Она взяла в руки тетрадку, которую Дмитрию прежде доводилось видеть, и уже набрала в легкие воздуха, чтобы начать читать вслух, но Белкин ее перебил:

– Подожди! Может не стоит? У меня стены со смежной комнатой нарошечные, а там ребенок маленький.

– Потерпят. Я уже минут сорок их копошение, вопли и сюсюканья терплю, кроме того, они, по-моему, ушли на кухню. Слушай! «Часто приходится видеть старорежимные проявления неуважения к товарищу-женщине, совершаемые кем по недомыслию и привычке, а кем и по злому умыслу. Например, мужчины до сих пор позволяют себе подниматься в присутствии женщины. Многим этот жест может показаться проявлением уважения, но это уважение насквозь лживое – в старом мире, где ни о каком равенстве между мужчинами и женщинами говорить не приходилось, этот жест был в действительности проявлением превосходства мужчин, ведь большинство мужчин выше ростом, чем женщины, и, вставая, они показывали, что всегда, в любом деле будут выше женщин.

Или этот невинный жест, когда мужчина придерживает дверь, пропуская женщину. Мир институток и барышень, падающих в обморок от комариного писка, канул в прошлое. Настоящая советская женщина, труженица, служащая или крестьянка в состоянии и силах сама держать для себя дверь, а оттого такое поведение мужчин есть неуважение к ней.

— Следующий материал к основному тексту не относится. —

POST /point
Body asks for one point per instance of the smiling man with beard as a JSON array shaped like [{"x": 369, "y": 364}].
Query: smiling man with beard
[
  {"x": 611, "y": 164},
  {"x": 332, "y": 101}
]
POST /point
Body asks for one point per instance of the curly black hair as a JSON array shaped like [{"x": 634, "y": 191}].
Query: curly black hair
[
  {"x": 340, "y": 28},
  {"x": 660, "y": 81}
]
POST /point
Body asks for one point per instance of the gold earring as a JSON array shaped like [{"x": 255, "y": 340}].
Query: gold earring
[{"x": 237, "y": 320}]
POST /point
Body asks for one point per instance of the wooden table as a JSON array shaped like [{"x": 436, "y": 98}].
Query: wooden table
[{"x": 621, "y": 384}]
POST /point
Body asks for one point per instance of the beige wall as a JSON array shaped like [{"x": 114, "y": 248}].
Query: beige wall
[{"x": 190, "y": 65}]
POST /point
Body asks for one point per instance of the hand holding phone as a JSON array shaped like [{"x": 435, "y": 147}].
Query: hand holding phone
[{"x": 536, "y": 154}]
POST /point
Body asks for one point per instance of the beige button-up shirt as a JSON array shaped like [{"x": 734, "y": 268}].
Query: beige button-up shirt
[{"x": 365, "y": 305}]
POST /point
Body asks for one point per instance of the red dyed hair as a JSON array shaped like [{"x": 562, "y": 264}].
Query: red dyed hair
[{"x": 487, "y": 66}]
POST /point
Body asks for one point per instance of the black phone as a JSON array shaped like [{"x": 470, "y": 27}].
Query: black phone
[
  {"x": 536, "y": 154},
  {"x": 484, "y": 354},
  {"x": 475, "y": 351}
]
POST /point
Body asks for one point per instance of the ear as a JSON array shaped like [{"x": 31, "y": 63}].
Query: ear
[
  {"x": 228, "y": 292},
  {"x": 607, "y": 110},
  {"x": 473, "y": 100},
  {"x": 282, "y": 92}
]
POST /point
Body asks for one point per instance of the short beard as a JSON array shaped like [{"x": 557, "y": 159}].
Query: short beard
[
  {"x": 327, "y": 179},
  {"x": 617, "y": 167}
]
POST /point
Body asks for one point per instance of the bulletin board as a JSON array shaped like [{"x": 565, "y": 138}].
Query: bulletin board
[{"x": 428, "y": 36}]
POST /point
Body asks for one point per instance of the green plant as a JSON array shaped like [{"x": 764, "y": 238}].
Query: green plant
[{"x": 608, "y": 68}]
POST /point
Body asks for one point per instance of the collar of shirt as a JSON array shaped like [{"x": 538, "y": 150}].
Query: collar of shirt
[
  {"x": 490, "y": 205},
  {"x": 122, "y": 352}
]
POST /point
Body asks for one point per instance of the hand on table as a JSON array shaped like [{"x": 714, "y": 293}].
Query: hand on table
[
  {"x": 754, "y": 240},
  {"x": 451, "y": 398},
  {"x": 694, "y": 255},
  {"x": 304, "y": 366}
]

При этом обращает на себя внимание то, что чем больше в мужчине старорежимной «учтивости», тем хуже он относится к проявлениям женской сознательности, тем больше он отказывает женщине в истинно советском уважении к равному. Например, хорошее, правильное приветствие за руку эти мужчины оказывают только по отношению к другим мужчинам, отказывая в этом приветствии женщинам. С женщинами они обычно здороваются лишь словами, и это еще более-менее нормальный вариант. В иных случаях они исполняют что-то вроде невысокого поклона, а то и пытаются целовать руку женщины, демонстрируя вопиющее неуважение к самому нашему советскому обществу, где больше нет ни самих барских элементов, ни признаков раболепной почтительности перед ними.

Мы, советские люди, должны сказать решительное «нет» всем подобным проявлениям! Ведь подобная буржуазно-барская «учтивость» контрреволюционна по самой своей сути! Она – есть проявление глубокой реакционности и ограниченности значительной части мужчин, живущих в нашей стране…»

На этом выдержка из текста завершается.